I am glad this leave is now in place and that Ireland is one of the first countries in the EU to introduce it. I want to recognise the work that Women's Aid did in supporting the introduction of that policy. However, with all of this, it is still not enough. We know it is not enough as women continue to die violently; three women so far this year according to Women's Aid. These were Paula Canty, Annie Heyneman and Gillian Curran. We are barely eight weeks into 2025 and information about another death is emerging in the past 24 hours. We know it is not enough as the most recent figures show that just over 65,000 cases of domestic abuse were recorded by An Garda Síochána last year. This is a 20% increase over the previous two years and a steady rise of 10% per year each year since 2020. We know it is not enough because we still see that applications for domestic violence protection orders have increased by 25% in the five years up to last September.
Notwithstanding the statistics, it is of course critically important that women and girls who have been victimised can access the support of An Garda Síochána and the Courts Service swiftly and to the fullest extent. This is not always guaranteed and today's motion rightly identifies the many barriers and factors that are working against women and girls who deserve timely, appropriate justice. While all efforts to help victims are absolutely crucial, they are by definition addressing the symptoms of the overriding problem. Prevention is the critically important piece if we are ever going to get this right. This is recognised in the Istanbul Convention but it is not always prioritised in the State's public policy.

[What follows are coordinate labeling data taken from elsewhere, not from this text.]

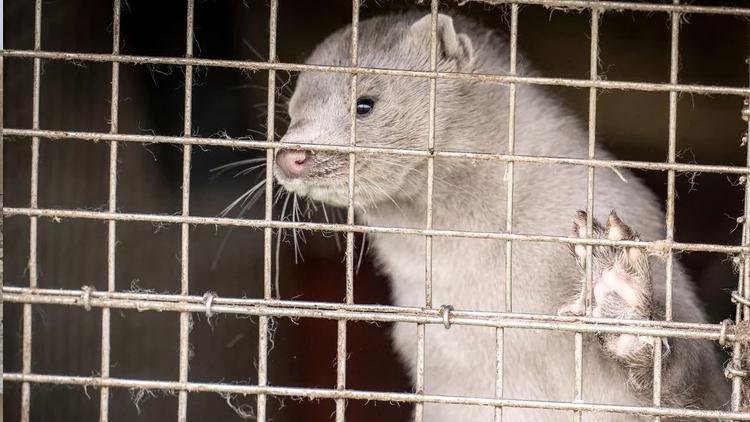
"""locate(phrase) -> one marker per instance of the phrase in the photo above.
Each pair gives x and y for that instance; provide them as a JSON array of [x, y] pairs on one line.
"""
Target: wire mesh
[[267, 308]]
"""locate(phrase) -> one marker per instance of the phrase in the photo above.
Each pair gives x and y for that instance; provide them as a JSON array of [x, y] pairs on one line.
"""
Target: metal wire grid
[[348, 311]]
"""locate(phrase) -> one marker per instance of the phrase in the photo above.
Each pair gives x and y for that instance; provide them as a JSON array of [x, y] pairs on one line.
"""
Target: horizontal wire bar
[[322, 393], [253, 144], [295, 67], [619, 6], [88, 298], [658, 245]]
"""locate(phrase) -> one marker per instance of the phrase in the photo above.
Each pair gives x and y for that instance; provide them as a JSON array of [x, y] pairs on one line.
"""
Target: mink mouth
[[316, 188]]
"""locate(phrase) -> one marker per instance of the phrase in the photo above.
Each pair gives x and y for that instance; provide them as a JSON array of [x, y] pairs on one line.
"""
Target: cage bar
[[185, 232], [375, 313], [33, 203], [509, 173], [297, 67], [252, 144], [320, 393], [263, 321], [236, 222], [742, 312], [112, 207], [349, 293]]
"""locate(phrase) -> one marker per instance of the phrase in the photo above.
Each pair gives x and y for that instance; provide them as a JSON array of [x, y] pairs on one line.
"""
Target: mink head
[[389, 111]]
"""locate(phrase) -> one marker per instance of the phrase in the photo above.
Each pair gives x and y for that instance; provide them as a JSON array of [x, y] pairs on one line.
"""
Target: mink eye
[[364, 106]]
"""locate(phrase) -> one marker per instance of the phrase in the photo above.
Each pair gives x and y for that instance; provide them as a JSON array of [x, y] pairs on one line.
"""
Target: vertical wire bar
[[267, 232], [349, 295], [185, 238], [111, 228], [671, 153], [509, 169], [587, 286], [743, 283], [419, 385], [33, 203]]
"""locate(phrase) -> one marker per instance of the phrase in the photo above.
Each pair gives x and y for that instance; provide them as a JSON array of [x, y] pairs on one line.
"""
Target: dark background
[[73, 174]]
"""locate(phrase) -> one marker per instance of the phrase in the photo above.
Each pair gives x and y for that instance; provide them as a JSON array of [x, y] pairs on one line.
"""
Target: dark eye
[[364, 106]]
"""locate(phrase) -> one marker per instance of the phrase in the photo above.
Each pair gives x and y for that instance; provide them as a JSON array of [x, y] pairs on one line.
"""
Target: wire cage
[[110, 297]]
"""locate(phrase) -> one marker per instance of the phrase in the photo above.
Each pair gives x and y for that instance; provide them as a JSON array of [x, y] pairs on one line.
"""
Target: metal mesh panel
[[442, 314]]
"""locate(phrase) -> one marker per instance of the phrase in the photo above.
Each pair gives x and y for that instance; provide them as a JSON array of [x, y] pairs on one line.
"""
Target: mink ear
[[451, 46]]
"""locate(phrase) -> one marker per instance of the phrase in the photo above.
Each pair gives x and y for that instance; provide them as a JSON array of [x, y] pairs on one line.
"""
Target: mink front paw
[[621, 282]]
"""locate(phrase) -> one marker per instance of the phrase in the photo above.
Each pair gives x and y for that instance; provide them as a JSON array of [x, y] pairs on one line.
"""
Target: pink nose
[[292, 163]]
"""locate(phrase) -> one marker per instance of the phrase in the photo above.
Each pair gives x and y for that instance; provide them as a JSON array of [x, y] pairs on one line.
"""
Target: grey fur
[[468, 274]]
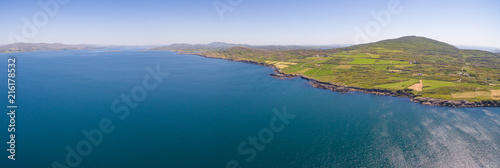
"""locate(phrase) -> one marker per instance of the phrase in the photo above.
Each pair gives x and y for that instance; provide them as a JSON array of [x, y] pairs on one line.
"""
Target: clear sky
[[257, 22]]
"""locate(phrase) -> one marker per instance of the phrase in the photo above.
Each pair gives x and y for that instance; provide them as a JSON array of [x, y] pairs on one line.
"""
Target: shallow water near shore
[[206, 108]]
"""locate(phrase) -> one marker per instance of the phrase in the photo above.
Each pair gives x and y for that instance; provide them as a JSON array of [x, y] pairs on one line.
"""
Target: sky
[[255, 22]]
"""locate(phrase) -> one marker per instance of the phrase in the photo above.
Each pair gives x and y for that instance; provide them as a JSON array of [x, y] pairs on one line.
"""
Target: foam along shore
[[382, 92]]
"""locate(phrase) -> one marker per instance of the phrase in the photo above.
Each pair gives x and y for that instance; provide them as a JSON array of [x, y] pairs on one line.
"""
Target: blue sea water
[[205, 111]]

Prevention was a major focus. It was something the Green Party raised continuously in the last Government, and it is why in the third national strategy published last year there is a lot greater focus on prevention that in the predecessor strategies. This broader strategy recognises a hard truth. Violence against women and girls will remain a feature of our society until we successfully address the root causes and until our preventative effort works. This requires a cultural and a generational shift in attitude. At the heart of it is a necessary shift in male attitudes towards women and girls and a shift in the general societal attitudes about the spectrum of violence and abuse directed at women. We know this is possible but it is crushingly slow. The State holds the power to drive this kind of cultural shift forward in our educational curricula, through public information and through a zero-tolerance criminal approach. This is recognised in the motion today and I welcome that.
I am glad that this motion will be agreed but I come back to my earlier point. There is no doubt that all of us in this House share the goal of ending gender-based violence in this country but, as with anything, genuine progress will take a laser-like focus at the top of Government. The Minister of State and also the senior Minister will be bombarded with competing agendas but they cannot let this particular issue slip. They need to drive forward change and progress at an even greater pace. Until women and girls stop being targeted, victimised and killed, we as a country will never have done enough.